Version Vector(II): Resolving Concurrent Updates
Version Vectors are used to detect concurrent updates happening across multiple replicas in a distributed system.
Prerequisite:
In my last article, we saw how Distributed Data Stores use Version Vectors to identify concurrent updates to data records. We looked at one of the techniques of identifying concurrent updates/conflicts by leveraging ClientId as an Actor & the advantages and disadvantages of doing so. In this article, we’ll look at another approach for identifying concurrent updates/conflicts.
Server As An Actor
The problem with Server as an Actor is that of Actor Explosion, as the number of clients can grow to a very high number. To solve that, we can leverage servers as actors.
But, you can ask, we can have very large clusters as well, across multiple regions and that might face the same problem of Actor Explosion.
Yes, You’re right! Hence, we define servers as the number of nodes defined by the replication factor. If you remember, Each data record is tied to Version Vectors & hence for each data record, the maximum size of the version vectors will be the replication factor for the data in that cluster.
Let’s try to understand what’s happening in the above diagram -
Let’s assume we have a key K, with value U. We’re assuming that we have an empty version vector, to begin with. Client’s C2 and C3 sync the same state from the Replica(Assuming all clients are interacting with the same replica) that’s implementing Version Vectors.
C2 updates the value to W & sends a PUT command, with the local state of the Version Vector it has(empty VV).
C3 updates the value to V & sends a PUT command, with the local state of the Version Vector it has(empty VV).
Replica A receives the request from C3 first(C2’s request might be delayed because of network latency). Replica A compares the Version Vector it received with its local state & sees that they match. So it increments the counter to 1 & updates the value to V.
The request from C2 finally arrives at Replica A. Replica A compares the Version Vector it received with its local state & sees that the vector it received does not match its state. The following approaches can be taken —
Replica A can ignore the request from C2, as its local version vector is higher than the incoming version vector from C2.

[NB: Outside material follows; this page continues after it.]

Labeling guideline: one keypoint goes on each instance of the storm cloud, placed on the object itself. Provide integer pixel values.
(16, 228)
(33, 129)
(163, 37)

Replica A can update the value to W and counter to 2. This way, we end up serializing requests from C2 & C3 and applying Last Write Wins strategy.
Replica A can store both the values V & W as siblings & increment the counter to 2. There is again a risk of Siblings' explosions here, and unlike the last two options, we’re leaving the conflict resolution between the two values to be done later!
Advantage -
Does not suffer from Actor Explosion, like the Client As An Actor approach.
Concerns -
Potential missing data if sequential write requests where the local version vector is higher, can be ignored.
The potential issue of Sibling Explosion if siblings are being stored. Also, as siblings grow in size, there would be performance issues during reconciliation.
If siblings are being stored, no way to track causality in the merged state. Eg — K: {(A, 2)}: W, V cannot tell me which update V/W happened before which.
This brings us to the end of this article. Server As An Actor is definitely a promising approach to avoid the explosion problem, but the server’s still a proxy to the clients which are actually performing the operations. Hence, it also suffers from issues based on different approaches, where without siblings, we can have data loss/updates and with siblings, we don’t have a way to track causality in the merged state.